“Would you mind if we went out on the porch?” He needed some fresh air and wide-open spaces for this conversation. And no way did he want to return to the scene of last night’s crime.
“Sure.” He noticed her starting to glance at her watch and decide not to. Knowing she was willing to risk being late for Ms. Grim, he found that encouraging.
The foreman’s cabin didn’t have a swing like the main house, but it did have two rockers side by side. He waited until she sat down in one, then chose the other.

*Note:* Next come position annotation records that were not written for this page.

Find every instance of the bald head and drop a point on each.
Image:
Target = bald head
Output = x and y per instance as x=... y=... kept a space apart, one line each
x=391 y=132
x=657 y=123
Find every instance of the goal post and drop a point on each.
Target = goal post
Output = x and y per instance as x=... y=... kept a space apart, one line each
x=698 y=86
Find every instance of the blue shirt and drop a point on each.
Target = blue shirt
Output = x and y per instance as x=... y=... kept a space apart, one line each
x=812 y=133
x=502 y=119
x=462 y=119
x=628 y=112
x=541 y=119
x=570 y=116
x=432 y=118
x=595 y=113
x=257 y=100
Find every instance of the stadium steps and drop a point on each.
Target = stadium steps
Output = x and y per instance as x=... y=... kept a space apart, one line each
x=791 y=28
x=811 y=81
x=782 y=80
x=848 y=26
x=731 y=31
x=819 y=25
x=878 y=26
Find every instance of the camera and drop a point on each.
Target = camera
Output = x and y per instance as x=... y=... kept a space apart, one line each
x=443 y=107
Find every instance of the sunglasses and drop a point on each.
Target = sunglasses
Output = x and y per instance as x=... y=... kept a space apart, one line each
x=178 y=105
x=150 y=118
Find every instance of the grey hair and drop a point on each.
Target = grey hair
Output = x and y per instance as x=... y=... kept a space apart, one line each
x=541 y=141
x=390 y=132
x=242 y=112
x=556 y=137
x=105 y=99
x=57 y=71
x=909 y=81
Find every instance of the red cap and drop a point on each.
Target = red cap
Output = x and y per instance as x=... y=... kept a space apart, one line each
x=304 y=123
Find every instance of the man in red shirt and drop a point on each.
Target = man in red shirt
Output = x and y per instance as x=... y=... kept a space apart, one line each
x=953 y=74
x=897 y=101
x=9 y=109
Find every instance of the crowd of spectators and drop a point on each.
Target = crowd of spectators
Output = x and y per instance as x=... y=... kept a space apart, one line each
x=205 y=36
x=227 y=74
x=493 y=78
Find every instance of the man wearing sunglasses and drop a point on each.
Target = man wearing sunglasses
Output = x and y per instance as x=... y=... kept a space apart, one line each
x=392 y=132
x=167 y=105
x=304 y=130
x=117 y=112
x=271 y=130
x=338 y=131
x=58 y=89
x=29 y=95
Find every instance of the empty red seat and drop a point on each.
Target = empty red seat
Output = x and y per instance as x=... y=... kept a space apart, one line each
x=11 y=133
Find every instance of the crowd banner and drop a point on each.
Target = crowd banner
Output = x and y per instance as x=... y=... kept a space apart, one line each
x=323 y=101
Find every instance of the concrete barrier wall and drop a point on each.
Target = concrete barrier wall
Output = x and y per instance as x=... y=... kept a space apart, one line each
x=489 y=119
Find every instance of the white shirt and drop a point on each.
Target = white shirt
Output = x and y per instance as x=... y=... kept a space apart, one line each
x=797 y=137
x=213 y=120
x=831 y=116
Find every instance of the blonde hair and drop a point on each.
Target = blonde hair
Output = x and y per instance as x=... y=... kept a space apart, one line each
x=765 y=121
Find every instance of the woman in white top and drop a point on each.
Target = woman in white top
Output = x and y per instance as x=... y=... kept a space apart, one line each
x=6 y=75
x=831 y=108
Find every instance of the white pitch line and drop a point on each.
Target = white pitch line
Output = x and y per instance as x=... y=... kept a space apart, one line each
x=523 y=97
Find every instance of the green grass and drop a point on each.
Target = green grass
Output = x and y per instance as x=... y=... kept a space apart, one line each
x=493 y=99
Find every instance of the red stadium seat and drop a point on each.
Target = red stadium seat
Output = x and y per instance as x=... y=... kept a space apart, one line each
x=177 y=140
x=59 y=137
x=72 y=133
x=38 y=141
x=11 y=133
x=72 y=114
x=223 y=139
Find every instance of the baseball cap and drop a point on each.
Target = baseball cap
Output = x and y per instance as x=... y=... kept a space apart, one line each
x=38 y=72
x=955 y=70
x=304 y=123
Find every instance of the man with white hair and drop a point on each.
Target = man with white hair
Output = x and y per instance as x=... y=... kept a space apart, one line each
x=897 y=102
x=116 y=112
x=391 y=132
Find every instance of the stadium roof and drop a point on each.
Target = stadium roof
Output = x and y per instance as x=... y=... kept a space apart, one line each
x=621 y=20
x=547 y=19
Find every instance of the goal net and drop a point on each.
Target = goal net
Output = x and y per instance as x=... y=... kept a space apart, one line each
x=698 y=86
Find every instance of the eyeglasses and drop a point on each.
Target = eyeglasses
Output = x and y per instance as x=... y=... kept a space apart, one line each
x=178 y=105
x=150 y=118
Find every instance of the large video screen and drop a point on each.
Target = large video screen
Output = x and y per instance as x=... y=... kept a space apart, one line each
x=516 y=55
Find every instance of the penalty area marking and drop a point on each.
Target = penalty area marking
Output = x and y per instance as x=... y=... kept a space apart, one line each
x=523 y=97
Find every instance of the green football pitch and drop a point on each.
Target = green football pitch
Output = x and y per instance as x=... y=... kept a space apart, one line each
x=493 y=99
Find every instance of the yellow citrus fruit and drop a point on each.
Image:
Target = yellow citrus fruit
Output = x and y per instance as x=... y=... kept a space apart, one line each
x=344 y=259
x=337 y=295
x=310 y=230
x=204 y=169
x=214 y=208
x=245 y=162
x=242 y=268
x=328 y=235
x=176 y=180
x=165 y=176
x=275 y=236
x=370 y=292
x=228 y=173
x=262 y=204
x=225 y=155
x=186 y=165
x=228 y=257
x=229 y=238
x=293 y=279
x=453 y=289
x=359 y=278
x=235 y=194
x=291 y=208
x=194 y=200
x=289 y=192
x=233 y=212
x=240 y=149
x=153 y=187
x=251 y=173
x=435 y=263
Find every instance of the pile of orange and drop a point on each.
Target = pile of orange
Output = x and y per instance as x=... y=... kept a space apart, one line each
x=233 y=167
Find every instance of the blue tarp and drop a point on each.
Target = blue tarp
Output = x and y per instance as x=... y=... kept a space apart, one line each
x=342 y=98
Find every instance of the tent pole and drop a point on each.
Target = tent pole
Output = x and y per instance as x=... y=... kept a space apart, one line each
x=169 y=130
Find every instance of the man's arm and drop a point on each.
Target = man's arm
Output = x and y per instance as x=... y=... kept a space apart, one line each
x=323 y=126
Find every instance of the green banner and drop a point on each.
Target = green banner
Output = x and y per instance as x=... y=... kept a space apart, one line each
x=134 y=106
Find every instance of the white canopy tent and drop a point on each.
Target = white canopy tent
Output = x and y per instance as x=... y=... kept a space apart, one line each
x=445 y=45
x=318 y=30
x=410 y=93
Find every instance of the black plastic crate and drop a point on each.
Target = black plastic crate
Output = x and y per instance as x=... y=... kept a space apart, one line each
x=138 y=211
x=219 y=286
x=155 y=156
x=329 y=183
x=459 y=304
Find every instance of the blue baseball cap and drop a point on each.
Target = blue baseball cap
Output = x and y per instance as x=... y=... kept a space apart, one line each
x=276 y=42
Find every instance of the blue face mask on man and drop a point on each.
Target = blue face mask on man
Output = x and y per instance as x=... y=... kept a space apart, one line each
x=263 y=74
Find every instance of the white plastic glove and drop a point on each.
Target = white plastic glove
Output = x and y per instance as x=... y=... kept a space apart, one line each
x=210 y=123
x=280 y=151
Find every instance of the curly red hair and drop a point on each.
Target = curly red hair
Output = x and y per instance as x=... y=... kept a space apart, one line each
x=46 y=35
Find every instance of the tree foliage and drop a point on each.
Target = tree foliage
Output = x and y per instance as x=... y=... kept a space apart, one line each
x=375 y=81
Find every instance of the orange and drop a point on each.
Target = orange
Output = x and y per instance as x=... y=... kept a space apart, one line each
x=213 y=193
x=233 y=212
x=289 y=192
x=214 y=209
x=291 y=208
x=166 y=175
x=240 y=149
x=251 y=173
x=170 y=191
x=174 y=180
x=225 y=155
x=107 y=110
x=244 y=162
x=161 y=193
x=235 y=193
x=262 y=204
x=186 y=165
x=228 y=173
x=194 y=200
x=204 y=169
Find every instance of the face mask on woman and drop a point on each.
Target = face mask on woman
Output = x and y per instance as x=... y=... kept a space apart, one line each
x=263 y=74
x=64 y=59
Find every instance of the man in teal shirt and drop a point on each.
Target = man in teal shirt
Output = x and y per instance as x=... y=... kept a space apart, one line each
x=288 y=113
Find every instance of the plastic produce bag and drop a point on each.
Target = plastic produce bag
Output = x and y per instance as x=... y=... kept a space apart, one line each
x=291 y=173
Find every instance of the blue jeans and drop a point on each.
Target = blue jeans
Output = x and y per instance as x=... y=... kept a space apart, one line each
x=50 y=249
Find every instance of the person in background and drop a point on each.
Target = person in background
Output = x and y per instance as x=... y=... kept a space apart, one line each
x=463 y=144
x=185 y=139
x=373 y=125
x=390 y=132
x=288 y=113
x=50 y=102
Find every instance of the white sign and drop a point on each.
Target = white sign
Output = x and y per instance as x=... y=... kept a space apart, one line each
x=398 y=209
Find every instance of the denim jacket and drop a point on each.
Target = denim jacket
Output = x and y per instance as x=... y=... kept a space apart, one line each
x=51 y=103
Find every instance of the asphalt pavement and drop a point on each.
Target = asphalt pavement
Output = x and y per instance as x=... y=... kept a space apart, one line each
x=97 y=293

“It’s been a rough few days.”
“For everyone,” she pointed out.
“True. But it kicked in some memories that I’d stuffed down. Ones I’ve been trying to ignore.”
“I imagine war brings a lot of bad memories.”
“True. But except for nightmares, which everyone has, for some reason, I was mostly able to deal with that stuff. Which doesn’t have anything to do with strength of character, or personality. Maybe it’s just the way our different brains are wired. I mean, look at doctors who cut into people’s bodies. Or Tom, who’d have to put down animals. They can do their jobs and not have it haunt them or they wouldn’t make it through med school in the first place. Or they’d quit when it got too tough.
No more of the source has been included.